General Relativistic versus Newtonian: a universality in radiation hydrodynamics

TL;DR

This paper demonstrates a universal behavior in the luminosity ratio between general relativistic and Newtonian models of accretion, depending mainly on temperature, with implications for understanding accretion physics.

Contribution

It reveals a universal ratio of luminosities in relativistic and Newtonian accretion models that depends solely on temperature, independent of gas mass fraction.

Findings

Luminosity ratio $L_{GR}/L_N$ is independent of gas mass fraction.

The ratio approaches 1 at low temperatures and increases at high temperatures.

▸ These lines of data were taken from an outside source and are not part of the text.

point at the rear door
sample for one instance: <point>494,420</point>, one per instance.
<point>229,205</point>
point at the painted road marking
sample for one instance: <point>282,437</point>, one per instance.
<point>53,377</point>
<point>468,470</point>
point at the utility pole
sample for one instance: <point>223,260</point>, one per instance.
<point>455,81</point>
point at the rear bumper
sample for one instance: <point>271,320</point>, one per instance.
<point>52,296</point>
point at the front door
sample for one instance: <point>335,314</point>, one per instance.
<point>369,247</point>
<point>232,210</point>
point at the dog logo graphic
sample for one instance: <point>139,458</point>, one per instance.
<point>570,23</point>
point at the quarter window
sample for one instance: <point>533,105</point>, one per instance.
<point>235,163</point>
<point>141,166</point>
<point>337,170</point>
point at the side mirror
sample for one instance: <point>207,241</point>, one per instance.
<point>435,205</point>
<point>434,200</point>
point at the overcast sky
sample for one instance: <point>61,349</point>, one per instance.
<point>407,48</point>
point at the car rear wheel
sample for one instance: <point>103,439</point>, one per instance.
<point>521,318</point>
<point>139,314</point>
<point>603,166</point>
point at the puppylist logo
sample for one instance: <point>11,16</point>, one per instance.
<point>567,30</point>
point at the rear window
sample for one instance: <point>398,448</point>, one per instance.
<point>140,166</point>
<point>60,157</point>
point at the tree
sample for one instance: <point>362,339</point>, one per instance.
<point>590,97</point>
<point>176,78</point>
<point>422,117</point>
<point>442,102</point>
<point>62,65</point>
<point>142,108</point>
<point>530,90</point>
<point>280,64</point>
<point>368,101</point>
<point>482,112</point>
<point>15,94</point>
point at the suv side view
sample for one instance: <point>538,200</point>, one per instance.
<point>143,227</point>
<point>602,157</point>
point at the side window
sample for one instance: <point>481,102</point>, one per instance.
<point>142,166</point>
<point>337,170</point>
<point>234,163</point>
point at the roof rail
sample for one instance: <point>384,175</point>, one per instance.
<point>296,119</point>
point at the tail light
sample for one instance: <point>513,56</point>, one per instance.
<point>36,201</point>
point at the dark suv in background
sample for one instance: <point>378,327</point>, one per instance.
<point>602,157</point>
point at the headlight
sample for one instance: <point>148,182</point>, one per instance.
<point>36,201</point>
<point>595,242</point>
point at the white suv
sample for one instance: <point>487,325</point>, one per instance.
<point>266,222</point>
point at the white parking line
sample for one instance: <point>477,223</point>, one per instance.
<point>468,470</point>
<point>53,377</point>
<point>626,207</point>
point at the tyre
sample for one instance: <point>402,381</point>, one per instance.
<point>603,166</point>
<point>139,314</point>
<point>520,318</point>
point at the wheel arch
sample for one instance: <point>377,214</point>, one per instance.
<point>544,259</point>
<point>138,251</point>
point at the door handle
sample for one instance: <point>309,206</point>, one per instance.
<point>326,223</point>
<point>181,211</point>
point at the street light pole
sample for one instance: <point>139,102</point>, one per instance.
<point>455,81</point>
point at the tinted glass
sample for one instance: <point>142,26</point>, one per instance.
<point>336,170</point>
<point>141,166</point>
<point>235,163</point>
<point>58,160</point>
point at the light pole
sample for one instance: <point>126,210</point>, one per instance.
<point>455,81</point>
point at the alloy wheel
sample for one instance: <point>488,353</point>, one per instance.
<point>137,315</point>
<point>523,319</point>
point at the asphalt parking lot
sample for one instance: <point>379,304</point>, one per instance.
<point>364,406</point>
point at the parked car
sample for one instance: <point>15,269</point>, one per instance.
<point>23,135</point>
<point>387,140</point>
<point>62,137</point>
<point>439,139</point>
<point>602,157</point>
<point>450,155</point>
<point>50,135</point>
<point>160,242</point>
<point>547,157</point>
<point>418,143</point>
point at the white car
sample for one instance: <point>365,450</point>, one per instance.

The universality holds across various polytropic equations of state.

Abstract

We compare Newtonian and general relativistic descriptions of the stationary accretion of self-gravitating fluids onto compact bodies. Spherical symmetry and thin gas approximation are assumed. Luminosity depends, amongst other factors, on the temperature and the contribution of gas to the total mass, in both -- general relativistic ($L_{GR}$) and Newtonian ($L_N$) -- models. We discover a remarkable universal behaviour for transonic flows: the ratio of respective luminosities $L_{GR}/L_N$ is independent of the fractional mass of the gas and depends on asymptotic temperature. It is close to 1 in the regime of low asymptotic temperatures and can grow by one order of magnitude for high temperatures. These conclusions are valid for a wide range of polytropic equations of state.